HP's chairwoman, president and chief executive, Carly Fiorina, said she now expects revenues in the third quarter, which ends July 31, to decline 14 percent to 16 percent from the same time last year.
In May, she had said sales were probably going to be flat to down 5 percent in the quarter.
"Economies around the world continue to weaken and our consumer business is being hit particularly hard," Fiorina said on a conference call with financial analysts before the stock market opened. Sales to consumers are expected to fall 24 percent, she said.
"I do not expect a second-half recovery in 2001," she added. "I have not expected that for some time."

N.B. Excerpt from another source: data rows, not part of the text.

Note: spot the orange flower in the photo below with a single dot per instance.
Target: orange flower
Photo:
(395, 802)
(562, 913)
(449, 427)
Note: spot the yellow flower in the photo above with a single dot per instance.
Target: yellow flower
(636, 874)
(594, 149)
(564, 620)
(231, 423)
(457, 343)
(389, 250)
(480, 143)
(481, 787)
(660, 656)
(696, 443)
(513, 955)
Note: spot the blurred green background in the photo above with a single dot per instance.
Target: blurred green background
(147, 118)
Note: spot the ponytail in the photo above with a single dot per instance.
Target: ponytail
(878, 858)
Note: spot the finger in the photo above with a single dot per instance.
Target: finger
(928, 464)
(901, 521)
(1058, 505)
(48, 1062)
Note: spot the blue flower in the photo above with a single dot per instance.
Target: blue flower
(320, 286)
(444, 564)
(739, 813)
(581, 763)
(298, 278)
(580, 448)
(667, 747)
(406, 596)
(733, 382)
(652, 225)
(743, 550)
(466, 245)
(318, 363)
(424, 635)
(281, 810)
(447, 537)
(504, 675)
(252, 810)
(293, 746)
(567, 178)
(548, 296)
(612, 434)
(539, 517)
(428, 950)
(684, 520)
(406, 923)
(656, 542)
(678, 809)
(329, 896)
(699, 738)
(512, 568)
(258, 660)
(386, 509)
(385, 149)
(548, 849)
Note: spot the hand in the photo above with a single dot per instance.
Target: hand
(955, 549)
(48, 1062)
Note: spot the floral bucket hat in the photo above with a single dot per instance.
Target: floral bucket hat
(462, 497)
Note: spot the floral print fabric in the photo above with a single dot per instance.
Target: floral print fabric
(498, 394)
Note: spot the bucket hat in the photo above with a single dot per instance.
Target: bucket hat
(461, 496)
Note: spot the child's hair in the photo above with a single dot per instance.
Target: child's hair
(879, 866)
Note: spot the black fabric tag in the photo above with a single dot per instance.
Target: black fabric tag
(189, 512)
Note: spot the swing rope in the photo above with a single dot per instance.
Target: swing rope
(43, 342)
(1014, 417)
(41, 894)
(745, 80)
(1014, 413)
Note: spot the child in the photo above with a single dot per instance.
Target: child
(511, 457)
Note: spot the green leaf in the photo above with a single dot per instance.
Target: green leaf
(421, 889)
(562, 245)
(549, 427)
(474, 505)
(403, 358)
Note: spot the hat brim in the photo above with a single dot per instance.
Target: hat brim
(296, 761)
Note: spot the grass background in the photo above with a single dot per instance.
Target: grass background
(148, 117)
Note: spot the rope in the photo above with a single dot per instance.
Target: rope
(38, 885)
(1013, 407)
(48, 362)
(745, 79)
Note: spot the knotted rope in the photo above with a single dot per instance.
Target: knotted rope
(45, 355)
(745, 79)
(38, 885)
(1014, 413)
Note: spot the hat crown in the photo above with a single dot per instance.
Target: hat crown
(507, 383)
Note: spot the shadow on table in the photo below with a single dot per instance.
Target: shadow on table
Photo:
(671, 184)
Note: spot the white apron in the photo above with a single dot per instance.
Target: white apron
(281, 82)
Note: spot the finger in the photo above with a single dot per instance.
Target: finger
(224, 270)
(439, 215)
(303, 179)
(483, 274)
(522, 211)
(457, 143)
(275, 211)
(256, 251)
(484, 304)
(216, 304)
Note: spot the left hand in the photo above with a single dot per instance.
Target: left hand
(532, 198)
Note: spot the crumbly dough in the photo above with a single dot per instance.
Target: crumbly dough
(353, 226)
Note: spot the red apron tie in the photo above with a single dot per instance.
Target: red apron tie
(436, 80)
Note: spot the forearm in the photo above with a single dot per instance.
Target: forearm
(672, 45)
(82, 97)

The Palo Alto-based computer and printer maker didn't address its third-quarter earnings estimates; analysts surveyed by Thomson Financial/First Call were expecting 19 cents per share.
The projected revenue decline, from the $11.8 billion in sales HP achieved in the year-ago period, would put third-quarter revenues in the range of $9.9 billion to $10.1 billion. Analysts had been expecting $11.1 billion.
In early trading on the New York Stock Exchange, Hewlett-Packard was down 5.6 percent, or $1.43 a share, to $24.25.
HP is just the latest computer maker to cut jobs in light of the slumping PC market. Compaq Computer Corp. is laying off 8,500 people, with Dell Computer Corp. is cutting 5,000 jobs.
HP's latest cuts are expected to save the company $500 million annually. Fiorina would not specify the restructuring charge the company would need to take as it pays severance.
Though HP has eliminated 4,700 positions recently, it also has been hiring in key areas, and the company's work force has actually grown from 90,000 at the beginning of the year to 93,000 now. The new cuts will bring the work force to about 86,000, or 4.4 percent below what it was at the beginning of the year, spokesman Dave Berman said.
More employees might also be lost as the company moves to contract out more of its non-manufacturing operations, such as some accounting tasks.
HP said it has also taken additional short-term actions to keep expenses down. One such action, a voluntary payroll saving program, is expected to save approximately $130 million for the rest of the year, the company said. More than 80,000 employees offered to take pay cuts or use additional vacation days in an effort to trim costs.